Transfections occurred 24 hours after seeding and media changed at 48 hours after seeding. Cells were collected at indicated time points or 72 hours after seeding. FK866 (10 nM) (Sigma) or EX527 (1μM) (Sigma) was diluted in DMSO and supplemented to cells without changing media 24 hours before collection. For subcellular localization experiments, cytoplasmic fractions were isolated from the supernatant following treatment with CER1/CER2 reagents according to manufacturer instructions (Thermo, NE-PER kit). Nuclear fractions were isolated by resuspending the nuclear pellet in 5 volumes RIPA buffer and shearing (Diagenode) 3 cycles at 30sec on/30sec off. Whole cell lysates were isolated by treating cell pellets with RIPA as above. All lysis buffers contained 1X protease inhibitors (Roche), 1X phosphatase inhibitors (Roche), and 1μM Trichostatin A (Sigma) and 20mM nicotinamide (Sigma) to inhibit deacetylases. Anti-FLAG-PER2 immunoprecipitations were carried out by incubating 0.25 mg protein lysate with 30 μL of 50% slurry of anti-FLAG conjugated paramagnetic beads (Sigma) in PBS + 5% Tween-20 in protein lo-bind tubes (Eppendorf) overnight at 4°C, rotating. Western blots for H3 (CST 9715), β-ACTIN (CST 4970), GAPDH (CST 5174), BMAL1 (Santa Cruz sc-48790), p-PER2-S659 (Thermo PA5-38901), PER2 (gift from C. Lee (Florida State University)), PER1 (Abcam ab136451), CRY2 (Alpha Diagnostic CRY21-A), CRY1 (Bethyl A302-614A), and FLAG-HRP (Sigma). HRP-conjugated secondary antibodies were from Sigma and Rockland (TrueBlot).
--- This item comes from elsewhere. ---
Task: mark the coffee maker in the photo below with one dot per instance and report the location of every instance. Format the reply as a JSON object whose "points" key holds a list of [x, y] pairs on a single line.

Ex vivo PER2::LUC measurements

Soleus was excised from transgenic mice expressing the full-length PER2 fused to LUCIFERASE (PER2::LUC) and cultured ex vivo in a lumicycle (Actimetrics) as previously described (Yoo et al., 2005). Briefly, the full-length soleus muscle was spread flat on a 0.2 μm filter (Millipore) exposed to luciferin-containing media (Dulbecco’s modified Eagle’s medium (DMEM; Gibco, 1.2 ml) containing sodium bicarbonate (352.5 μg/ml), 10 mM HEPES (Gibco), 2 mM L-glutamine, 2% B-27 serum-free supplement (Invitrogen), penicillin (25 U/ml), streptomycin (Gibco, 20 μg/ml), and 0.1 mM luciferin sodium salt (Biosynth AG)) on the basal side. Dishes were sealed with vacuum grease and a round cover slip and maintained in a lumicycle at 37°C. Amplitude was determined by calculating the half-difference in height of the background-subtracted maxima and minima on the 3rd phase of oscillation (~3 days after start of recordings).

PER2::LUC stability

MEFs expressing full-length PER2 fused to LUCIFERASE (PER2::LUC) were tested for PER2 stability in a lumicycle as described previously (Zhou et al., 2015). Briefly, MEFs were synchronized with dexamethasone, then incubated in a lumicycle (Actimetrics) in media containing luciferin as above. 17 hours post-shock, FK866 (30 nM) or DMSO was added to the dish without changing the media. 22 hours post-shock, cycloheximide (40 μg/mL) was added to the dish without changing the media. Background-subtracted luminescence readings were normalized to signal at 21.5 hours post-shock. Half-life was calculated as the time following cycloheximide addition in which the luminescence signal was decreased by greater than 50%.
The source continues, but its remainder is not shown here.